Agnotology


HANDOUT

Agnotology – Theory Presentation

By Al Blanchard

Agnotology Background – Coined in the 1990s by Robert Proctor and Londa Schiebinger, Stanford historians of science, agnotology is the study of ignorance: why we don’t know what we don’t know. The word agnotology comes from the Greek ‘agno’ for the unknown. Agnotology is a new philosophy of ignorance meant to complement the very-well-established epistemology, the study of knowledge. To link the two, the cover of the Routledge International Handbook or Ignorance Studies boldly warns that “Not ignorance, but ignorance of ignorance is the death of knowledge.” To create ignorance in the public, an entity composed of “Bad people speaking effectively” (Ryan Skinnel, Octalog 4) intentionally creates public confusion or public ignorance to counter the effects of scientific knowledge that would demand dramatic changes or even the demise of the entity (typically a corporation). The entity’s goal is to perpetuate a manufactured controversy so that no action is taken that would cause it harm; e.g., government regulation. Robert Proctor states that “our primary purpose here is to promote the study of ignorance, by developing tools for understanding how and why various forms of knowing have ‘not come to be’ or disappeared, or have been delayed or long neglected, for better or for worse, at various points in history” and that “ignorance has a history and a complex political and sexual geography and does a lot of other odd and arresting work that bears exploring.” Proctor further states that “the idea that a great deal of attention has been given to epistemology (the study of how we know) when how or why we don’t know is often just as important, usually far more scandalous, and remarkably undertheorized.”

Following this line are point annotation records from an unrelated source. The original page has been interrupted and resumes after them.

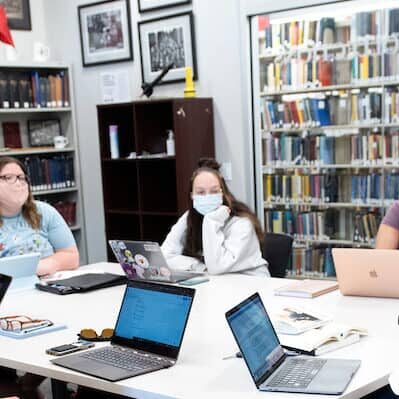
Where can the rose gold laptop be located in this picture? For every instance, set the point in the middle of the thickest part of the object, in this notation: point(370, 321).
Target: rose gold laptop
point(367, 272)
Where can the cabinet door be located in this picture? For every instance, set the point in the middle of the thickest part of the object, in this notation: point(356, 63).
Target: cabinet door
point(193, 128)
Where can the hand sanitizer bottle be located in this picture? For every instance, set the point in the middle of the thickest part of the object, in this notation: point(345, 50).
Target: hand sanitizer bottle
point(170, 143)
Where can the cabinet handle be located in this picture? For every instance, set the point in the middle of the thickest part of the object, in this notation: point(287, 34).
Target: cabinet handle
point(181, 112)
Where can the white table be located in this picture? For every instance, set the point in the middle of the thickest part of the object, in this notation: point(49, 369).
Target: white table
point(200, 370)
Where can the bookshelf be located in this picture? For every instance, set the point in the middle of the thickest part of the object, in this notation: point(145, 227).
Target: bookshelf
point(326, 126)
point(144, 189)
point(42, 93)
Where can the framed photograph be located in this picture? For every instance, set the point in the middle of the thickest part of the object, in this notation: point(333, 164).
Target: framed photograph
point(151, 5)
point(42, 132)
point(18, 14)
point(105, 32)
point(164, 41)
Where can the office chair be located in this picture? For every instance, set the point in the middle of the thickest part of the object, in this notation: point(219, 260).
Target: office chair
point(277, 249)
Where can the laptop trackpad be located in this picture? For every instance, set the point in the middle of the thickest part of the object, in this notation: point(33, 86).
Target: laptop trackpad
point(334, 377)
point(94, 368)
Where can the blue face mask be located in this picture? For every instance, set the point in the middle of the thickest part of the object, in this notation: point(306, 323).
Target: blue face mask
point(204, 204)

Agnotology’s Three Types of Ignorance – Ignorance here is not a pejorative – it’s our natural state as we can’t know everything or even that much. Further, we are constantly forgetting as we age generating our own personal ignorance. In addition, some ignorance is a public good: we don’t want everyone to know how to make biological weapons or our personal data. Proctor and Schiebinger define three types of ignorance: native state, lost realm, and strategic ploy. Native State is how we typically consider ignorance, a vacuum to be filled with knowledge as we’re all born ignorant, and our lives are spent gathering knowledge. Lost Realm is that knowledge missing from the archive and is typically based on a selective choice to favor one type of knowledge over another. In this sense, it’s a naturally passive construct that doesn’t necessarily have ill intent. On the other hand, Strategic Ploy does have ill intent and is the ignorance socially constructed to maintain the status quo via perpetual doubt and/or confusion when scientific data would demand action for health or social justice reasons.

Selected References

Gross, Mattias and Linsey McGoey, editors. Routledge International Handbook of Ignorance Studies. Routledge, 2015.

Proctor, Robert and Londa Scheibinger, editors. Agnotology: The Making and Unmaking of Ignorance. Stanford, 2008.